Utilization Based Autoscaling
In this type of autoscaling, scaling decisions are based off utilization metrics which is the normalized measurement of load on a service i.e. number of servers performing a single task. There are a bunch of utilization metrics that can be used to determine the health of a system:
CPU Utilization
Memory Utilization
Network Utilization
Throughput Based Autoscaling
In this type of autoscaling, the decisions to scale up or down are made using the amount of work that some service has to perform. This can be measured by throughput metrics which helps in measuring the useful work done by a service in absolute terms. Two of the commonly used throughput metrics are:
Throughput handled based off the current capacity assigned for a service in a particular region. (Capacity)

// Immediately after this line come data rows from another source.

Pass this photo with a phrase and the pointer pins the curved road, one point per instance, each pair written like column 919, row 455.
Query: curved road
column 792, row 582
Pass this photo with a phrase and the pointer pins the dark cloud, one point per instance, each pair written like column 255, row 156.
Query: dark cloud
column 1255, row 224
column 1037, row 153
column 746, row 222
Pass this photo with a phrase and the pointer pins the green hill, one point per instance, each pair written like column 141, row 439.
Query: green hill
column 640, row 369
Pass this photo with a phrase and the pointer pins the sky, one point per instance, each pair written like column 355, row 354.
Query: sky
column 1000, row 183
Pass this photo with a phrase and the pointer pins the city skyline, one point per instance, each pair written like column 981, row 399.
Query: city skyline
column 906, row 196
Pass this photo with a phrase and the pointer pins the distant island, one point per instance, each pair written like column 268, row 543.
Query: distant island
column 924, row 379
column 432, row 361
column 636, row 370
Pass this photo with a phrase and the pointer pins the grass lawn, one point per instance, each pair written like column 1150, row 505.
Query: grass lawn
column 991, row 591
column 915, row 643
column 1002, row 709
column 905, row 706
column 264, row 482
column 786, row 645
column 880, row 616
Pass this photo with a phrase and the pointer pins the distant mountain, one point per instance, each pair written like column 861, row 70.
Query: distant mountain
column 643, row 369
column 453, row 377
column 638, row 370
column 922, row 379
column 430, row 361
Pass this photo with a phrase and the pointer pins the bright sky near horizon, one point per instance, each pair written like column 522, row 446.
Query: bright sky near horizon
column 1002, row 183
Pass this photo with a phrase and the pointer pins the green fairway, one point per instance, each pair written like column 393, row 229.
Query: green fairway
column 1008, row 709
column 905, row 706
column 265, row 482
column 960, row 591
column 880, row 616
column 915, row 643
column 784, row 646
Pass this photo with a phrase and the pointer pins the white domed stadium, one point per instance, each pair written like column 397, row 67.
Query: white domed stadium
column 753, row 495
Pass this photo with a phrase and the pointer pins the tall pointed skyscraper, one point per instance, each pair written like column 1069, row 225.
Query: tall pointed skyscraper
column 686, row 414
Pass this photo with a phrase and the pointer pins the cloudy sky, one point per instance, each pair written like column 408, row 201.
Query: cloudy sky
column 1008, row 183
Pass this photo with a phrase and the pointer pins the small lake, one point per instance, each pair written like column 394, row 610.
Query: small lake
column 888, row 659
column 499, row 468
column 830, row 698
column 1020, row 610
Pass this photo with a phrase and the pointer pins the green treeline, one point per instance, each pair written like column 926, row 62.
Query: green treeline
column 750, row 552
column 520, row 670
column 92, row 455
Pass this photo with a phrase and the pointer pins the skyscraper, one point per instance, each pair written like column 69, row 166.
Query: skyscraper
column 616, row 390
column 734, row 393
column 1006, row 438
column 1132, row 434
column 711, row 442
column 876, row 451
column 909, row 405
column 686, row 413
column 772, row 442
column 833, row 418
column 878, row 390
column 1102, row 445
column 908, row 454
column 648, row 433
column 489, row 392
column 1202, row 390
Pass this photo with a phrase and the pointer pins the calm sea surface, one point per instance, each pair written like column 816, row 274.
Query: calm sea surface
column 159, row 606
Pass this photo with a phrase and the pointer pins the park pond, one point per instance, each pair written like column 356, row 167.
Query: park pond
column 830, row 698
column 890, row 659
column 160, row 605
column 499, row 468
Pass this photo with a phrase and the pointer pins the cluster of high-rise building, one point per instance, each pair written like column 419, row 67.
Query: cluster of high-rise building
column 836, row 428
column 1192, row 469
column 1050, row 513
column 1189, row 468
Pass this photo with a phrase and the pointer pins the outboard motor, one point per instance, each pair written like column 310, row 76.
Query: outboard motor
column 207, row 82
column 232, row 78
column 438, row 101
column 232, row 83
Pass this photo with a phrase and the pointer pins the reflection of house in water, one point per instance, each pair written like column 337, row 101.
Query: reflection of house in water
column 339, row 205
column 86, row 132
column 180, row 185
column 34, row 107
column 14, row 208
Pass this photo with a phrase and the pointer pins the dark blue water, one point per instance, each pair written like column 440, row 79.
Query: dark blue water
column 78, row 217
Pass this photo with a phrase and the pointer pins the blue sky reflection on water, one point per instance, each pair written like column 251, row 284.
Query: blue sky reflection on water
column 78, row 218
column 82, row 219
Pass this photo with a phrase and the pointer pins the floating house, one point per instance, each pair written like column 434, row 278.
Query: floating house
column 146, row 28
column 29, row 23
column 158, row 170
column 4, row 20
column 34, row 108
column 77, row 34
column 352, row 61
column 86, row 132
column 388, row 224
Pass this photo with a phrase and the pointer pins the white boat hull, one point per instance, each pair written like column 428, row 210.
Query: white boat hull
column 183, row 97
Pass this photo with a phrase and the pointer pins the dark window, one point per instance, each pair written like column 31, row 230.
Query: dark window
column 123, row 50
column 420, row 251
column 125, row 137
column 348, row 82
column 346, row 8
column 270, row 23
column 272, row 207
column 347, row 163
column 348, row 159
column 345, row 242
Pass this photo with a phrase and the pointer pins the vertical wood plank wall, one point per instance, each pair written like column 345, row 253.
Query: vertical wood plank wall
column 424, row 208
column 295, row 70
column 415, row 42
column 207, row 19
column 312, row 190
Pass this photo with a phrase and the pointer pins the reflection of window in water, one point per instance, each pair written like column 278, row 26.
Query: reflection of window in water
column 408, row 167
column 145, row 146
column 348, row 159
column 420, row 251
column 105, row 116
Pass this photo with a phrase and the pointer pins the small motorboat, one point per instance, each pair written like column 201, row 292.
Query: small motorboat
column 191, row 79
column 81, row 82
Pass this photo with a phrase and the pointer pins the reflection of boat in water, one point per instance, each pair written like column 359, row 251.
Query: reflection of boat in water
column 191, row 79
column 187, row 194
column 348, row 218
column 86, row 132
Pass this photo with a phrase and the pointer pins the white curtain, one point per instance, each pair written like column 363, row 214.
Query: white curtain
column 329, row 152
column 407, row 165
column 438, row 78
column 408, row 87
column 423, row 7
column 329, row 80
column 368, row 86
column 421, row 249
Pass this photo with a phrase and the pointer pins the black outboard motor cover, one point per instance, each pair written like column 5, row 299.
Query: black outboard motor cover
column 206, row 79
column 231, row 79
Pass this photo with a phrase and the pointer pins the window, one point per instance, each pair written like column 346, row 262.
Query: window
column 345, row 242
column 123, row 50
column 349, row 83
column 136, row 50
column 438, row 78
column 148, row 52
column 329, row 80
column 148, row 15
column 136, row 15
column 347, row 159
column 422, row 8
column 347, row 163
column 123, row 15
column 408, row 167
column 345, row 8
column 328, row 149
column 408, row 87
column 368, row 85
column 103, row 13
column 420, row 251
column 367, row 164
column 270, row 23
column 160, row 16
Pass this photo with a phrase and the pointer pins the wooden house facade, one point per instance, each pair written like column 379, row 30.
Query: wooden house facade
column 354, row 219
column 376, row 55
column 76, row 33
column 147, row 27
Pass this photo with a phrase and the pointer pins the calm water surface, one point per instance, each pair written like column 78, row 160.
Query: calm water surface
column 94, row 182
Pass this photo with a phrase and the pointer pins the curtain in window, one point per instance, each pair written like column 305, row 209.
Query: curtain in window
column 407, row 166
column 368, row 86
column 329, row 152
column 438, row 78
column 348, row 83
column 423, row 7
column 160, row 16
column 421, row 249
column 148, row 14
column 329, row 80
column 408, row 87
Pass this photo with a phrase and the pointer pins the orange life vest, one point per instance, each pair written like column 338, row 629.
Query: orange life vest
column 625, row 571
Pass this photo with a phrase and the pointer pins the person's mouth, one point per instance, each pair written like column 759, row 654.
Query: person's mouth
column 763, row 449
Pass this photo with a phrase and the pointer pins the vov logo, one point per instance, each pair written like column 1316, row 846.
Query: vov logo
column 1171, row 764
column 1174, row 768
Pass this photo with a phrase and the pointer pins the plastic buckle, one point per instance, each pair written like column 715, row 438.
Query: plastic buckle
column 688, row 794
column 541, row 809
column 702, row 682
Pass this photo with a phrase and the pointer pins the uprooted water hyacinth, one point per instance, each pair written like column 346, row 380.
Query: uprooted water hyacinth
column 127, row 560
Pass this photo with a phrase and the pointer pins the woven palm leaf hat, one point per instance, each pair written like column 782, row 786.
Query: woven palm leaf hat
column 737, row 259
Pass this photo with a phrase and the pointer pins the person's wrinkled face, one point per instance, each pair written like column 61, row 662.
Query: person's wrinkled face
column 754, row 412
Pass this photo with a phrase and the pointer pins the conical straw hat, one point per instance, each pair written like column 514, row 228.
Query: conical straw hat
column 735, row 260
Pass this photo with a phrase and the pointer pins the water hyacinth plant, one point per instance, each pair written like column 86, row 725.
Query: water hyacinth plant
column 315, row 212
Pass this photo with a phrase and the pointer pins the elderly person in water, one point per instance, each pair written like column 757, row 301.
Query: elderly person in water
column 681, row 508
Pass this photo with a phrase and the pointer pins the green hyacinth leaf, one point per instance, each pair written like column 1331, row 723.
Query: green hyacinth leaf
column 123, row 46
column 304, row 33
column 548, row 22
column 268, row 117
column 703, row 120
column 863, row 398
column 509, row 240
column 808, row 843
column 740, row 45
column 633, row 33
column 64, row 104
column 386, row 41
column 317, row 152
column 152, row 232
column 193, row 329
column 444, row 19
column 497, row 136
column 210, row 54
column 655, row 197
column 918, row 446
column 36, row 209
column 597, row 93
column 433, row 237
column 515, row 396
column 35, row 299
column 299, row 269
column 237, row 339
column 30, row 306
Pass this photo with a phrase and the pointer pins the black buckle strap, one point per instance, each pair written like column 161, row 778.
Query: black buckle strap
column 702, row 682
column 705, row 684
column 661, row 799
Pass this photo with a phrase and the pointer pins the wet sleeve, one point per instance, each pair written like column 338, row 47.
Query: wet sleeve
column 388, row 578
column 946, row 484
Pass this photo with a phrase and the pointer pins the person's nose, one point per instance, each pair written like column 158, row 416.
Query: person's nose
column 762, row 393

Throughput that a service is required to have if it’s running on additional load due to increased traffic because some resource went down in a different region. (Demand)
Conclusion
With either of the two approaches, it becomes extremely crucial to identify the right set of metrics to determine autoscaling when it’s needed. In-spite of being one of the selling points of today’s cloud providers, autoscaling needs to be smart enough to overcome issues like unnecessary scaling of resources due to DDoS attack and leading to increased infrastructure cost or provisioning lesser than required servers as a response to data center of a region going down. Irrespective of the challenges, it will be interesting to see how this evolves as a response to an ever-increasing demand of efficient computational resources.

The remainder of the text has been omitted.